It is a patient’s right to be made as fully aware as possible of any known risks associated with a healthcare intervention, before consenting to treatment. Standard A4 of the Osteopathic Practice Standards relates to the exchange of information between patients and practitioners and the expectations associated with consent procedures.
Understanding potential risk
To gain a better understanding of any potential risk that may be associated with osteopathic care, four interlinked research projects were funded by the GOsC.
This systematic investigation of adverse events associated with osteopathic care aims to inform and guide osteopaths’ practice and enhance patient safety. Previously, almost all the available information about adverse reactions to manual therapy was based on chiropractic or physiotherapy research.
The adverse events studies
This GOsC programme of research comprised four studies.
Adverse events associated with physical interventions in osteopathy and relevant manual therapies
The research team (Dawn Carnes, Thomas Mars, Brenda Mullinger and Martin Underwood) carried out a systematic review of published literature to investigate the risks associated with manual therapy. The searches were carried out during
The resulting report is available here as Adverse events in manual therapy: a systematic review.
In addition, two articles based on the review were published in the journal Manual Therapy, and republished in the International Journal of Osteopathic Medicine, September 2010. They are available here by kind permission of Elsevier and can be downloaded below.
The study was undertaken as a joint collaboration between Barts and The London School of Medicine and Dentistry, University of London; the European School of Osteopathy; and Warwick Medical School.
Communicating risks of treatment and informed consent in osteopathic practice
The aim of this study was to provide guidance to osteopaths on good practice relating to communicating with patients about any risks of treatment.
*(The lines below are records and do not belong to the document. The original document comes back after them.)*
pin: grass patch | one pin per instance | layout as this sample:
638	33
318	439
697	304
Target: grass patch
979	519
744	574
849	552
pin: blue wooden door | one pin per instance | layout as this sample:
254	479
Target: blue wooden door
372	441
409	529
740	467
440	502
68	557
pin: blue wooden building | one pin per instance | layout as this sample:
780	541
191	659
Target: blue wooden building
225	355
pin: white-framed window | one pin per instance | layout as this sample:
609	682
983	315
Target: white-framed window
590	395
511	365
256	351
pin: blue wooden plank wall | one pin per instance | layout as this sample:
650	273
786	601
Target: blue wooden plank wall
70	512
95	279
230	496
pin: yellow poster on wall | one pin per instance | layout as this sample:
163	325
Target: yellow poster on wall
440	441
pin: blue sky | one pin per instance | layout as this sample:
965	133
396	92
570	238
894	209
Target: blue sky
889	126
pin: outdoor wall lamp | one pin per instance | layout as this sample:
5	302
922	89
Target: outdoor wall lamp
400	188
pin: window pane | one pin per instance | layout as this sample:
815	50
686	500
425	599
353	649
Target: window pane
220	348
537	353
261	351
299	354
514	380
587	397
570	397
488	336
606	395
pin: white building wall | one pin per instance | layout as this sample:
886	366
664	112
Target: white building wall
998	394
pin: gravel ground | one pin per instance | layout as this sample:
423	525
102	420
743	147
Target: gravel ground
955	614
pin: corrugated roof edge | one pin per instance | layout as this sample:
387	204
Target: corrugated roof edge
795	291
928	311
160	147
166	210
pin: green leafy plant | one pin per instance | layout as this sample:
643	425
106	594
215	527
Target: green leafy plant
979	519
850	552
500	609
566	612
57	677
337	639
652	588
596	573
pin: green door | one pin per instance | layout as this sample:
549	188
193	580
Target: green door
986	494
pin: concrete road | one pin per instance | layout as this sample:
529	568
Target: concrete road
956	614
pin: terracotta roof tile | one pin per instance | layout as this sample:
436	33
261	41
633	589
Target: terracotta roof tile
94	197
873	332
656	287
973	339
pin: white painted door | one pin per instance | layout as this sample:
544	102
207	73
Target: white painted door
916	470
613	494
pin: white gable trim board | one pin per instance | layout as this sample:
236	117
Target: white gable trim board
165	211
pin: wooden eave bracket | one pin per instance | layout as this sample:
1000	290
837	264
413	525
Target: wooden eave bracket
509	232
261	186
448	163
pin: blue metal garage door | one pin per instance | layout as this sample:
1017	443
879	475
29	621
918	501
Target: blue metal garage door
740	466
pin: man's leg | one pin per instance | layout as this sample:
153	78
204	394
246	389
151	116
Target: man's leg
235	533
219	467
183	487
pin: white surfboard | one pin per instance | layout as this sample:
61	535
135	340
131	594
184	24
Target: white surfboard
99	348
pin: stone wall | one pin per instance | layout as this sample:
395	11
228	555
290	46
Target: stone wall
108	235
A wide-ranging literature review provided initial evidence and points of particular relevance for osteopathic practice were drawn out.
Some information material on risks and benefits in osteopathic practice was drafted, based on the recommendations in the literature, and this was piloted in two focus groups of osteopaths and osteopathic patients. The resulting report includes the results of the focus group pilots and each chapter of the report concludes with key messages for osteopaths.
The research team was led by Dr Janine Leach and also included Dr Anne Mandy, Matthew Hankins, Rachel Ives, Vinette Cross, Mark Cage, Kevin Lucas.
Insurance claim trends and patient complaints to the profession’s regulator
This study examined the nature and frequency of complaints made about osteopaths and insurance claims against them during the period 2004-2008. The resulting report Complaints and claims against osteopaths: a baseline study of the frequency of complaints 2004-2008 and a qualitative exploration of patients' complaints contains a number of recommendations, including measures to reduce the frequency of complaints and to help ensure patients feel supported when they complain.
The research team was led by Dr Janine Leach and also included Adam Fiske, Dr Anne Mandy, Professor Elizabeth West, Brenda Mullinger and Rachel Ives.
Investigation of osteopaths’ attitudes to managing and assessing risk in clinical settings and patients’ experiences and responses to osteopathic treatment
The aims of the Clinical Risks Osteopathy and Management (CROaM) study were to:
- provide a description of UK osteopaths' risk assessment, and risk management
- document reported adverse events and treatment reactions in patients
- develop a model of practitioners' and patients' perceptions and beliefs about adverse events and treatment reactions
- enable an evaluation of comparative risks and benefits of osteopathic treatment.
The research team was led by Steven Vogel and also included Thomas Mars,
S Keeping, T Barton, Nadine Marlin, Dr Rob Froud, Dr Sandra Eldridge,
Professor Martin Underwood and Professor Tamar Pincus.
The findings include extensive new data that is relevant to:
- the training of osteopaths
- the development of guidance for practitioners and strategies for minimising risk to patients, notably the assessment of the frequency and character of minor and major adverse events
- the analysis of the patient experience.